Assessing Joint Engagement Between Children With Autism Spectrum
Disorder and Their Parents During The Home Intervention Sessions From
the Expressive Language Aspect
Abstract
The World Health Organization (WHO) has instituted the Caregiver Skill
Training (CST) program to assist families with children diagnosed with
Autism Spectrum Disorder. The Joint Engagement Rating Inventory (JERI)
protocol evaluates participants’ engagement levels within the CST
initiative. Traditionally, JERI assessments rely on retrospective video
analysis conducted by qualified professionals, thus incurring
substantial labor costs. This study aims to augment the evaluation
efficiency of the Expressive Language Level and Use (EXLA) criterion
within JERI, striving for consistency with human-based scoring. To this
end, we introduce a multimodal behavioral signal-processing framework
designed to analyze both child and caregiver behaviors, thereby offering
grading recommendations as an alternative to medical professional input.
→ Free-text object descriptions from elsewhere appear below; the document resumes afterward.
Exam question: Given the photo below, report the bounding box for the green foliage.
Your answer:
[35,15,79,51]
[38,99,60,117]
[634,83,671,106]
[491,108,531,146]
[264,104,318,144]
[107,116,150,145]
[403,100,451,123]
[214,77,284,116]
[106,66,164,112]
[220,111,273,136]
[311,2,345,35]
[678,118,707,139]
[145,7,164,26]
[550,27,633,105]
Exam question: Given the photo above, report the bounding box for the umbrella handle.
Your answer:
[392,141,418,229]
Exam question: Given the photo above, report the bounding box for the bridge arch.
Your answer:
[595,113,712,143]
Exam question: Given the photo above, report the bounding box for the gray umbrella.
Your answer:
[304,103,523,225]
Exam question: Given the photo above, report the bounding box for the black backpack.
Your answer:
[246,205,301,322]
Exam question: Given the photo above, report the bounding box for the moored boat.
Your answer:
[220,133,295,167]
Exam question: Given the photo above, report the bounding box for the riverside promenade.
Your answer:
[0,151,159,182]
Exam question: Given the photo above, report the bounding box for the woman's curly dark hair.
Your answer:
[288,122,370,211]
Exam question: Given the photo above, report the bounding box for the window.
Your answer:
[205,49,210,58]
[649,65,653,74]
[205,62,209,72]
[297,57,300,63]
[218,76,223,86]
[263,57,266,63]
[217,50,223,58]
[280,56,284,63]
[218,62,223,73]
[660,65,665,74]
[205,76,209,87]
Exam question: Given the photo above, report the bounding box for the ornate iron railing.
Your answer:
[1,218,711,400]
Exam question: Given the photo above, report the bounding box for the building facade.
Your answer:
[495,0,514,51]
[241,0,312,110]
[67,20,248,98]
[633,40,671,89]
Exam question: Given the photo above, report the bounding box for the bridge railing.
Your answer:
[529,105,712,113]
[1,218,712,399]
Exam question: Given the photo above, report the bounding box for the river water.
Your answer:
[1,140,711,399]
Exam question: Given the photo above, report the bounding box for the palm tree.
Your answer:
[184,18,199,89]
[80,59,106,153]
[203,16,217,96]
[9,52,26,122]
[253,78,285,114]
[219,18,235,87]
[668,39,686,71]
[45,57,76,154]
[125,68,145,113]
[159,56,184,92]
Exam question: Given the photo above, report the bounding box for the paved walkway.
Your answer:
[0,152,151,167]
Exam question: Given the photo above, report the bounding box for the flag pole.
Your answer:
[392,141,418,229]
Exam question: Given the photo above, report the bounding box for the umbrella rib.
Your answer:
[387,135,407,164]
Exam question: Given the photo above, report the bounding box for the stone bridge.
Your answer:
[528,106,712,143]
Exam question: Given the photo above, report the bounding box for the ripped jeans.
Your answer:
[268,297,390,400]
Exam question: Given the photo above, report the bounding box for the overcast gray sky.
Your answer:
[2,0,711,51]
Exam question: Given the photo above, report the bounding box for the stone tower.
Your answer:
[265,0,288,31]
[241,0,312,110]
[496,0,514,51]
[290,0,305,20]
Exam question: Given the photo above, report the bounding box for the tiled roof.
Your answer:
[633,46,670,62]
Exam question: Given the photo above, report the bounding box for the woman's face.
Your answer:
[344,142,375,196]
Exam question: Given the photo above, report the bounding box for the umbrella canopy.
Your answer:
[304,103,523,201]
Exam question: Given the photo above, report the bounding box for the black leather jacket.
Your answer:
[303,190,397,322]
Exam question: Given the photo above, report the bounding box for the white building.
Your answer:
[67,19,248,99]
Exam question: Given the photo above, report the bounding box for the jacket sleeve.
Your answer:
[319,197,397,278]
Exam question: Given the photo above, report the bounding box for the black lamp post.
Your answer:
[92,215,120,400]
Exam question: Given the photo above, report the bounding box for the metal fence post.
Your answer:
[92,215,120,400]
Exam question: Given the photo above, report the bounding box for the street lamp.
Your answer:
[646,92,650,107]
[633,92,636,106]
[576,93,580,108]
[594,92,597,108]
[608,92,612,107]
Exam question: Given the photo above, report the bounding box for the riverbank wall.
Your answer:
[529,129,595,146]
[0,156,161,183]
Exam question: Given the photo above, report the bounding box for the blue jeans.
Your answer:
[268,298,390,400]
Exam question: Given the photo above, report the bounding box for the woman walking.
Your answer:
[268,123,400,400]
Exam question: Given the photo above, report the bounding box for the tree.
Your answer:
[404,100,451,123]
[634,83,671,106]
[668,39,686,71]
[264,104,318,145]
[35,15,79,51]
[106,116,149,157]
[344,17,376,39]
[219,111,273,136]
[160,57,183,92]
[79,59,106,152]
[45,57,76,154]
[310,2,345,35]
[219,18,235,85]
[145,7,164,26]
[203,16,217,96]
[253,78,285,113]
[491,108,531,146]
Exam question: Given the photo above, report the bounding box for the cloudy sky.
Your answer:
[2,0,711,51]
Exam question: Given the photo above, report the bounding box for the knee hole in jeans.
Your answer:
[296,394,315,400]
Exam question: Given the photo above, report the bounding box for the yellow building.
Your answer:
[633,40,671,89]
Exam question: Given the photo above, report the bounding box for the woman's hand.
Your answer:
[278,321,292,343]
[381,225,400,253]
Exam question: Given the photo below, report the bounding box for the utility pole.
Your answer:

Initially, raw audio and video signals are segmented into concise
intervals via voice activity detection, speaker diarization and speaker
age classification, serving the dual purpose of eliminating non-speech
content and tagging each segment with its respective speaker.
Subsequently, we extract an array of audio-visual features, encompassing
our proposed interpretable, hand-crafted textual features, end-to-end
audio embeddings and end-to-end video embeddings. Finally, these
features are fused at the feature level to train a linear regression
model aimed at predicting the EXLA scores. Our framework has been
evaluated on the largest in-the-wild database currently available under
the CST program. Experimental results indicate that the proposed system
achieves a Pearson Correlation Coefficient of 0.713 against the expert
ratings, evidencing performance comparable to that of human experts.
This approach not only provides immediate feedback for CST participants
but also optimizes resource allocation in less developed regions.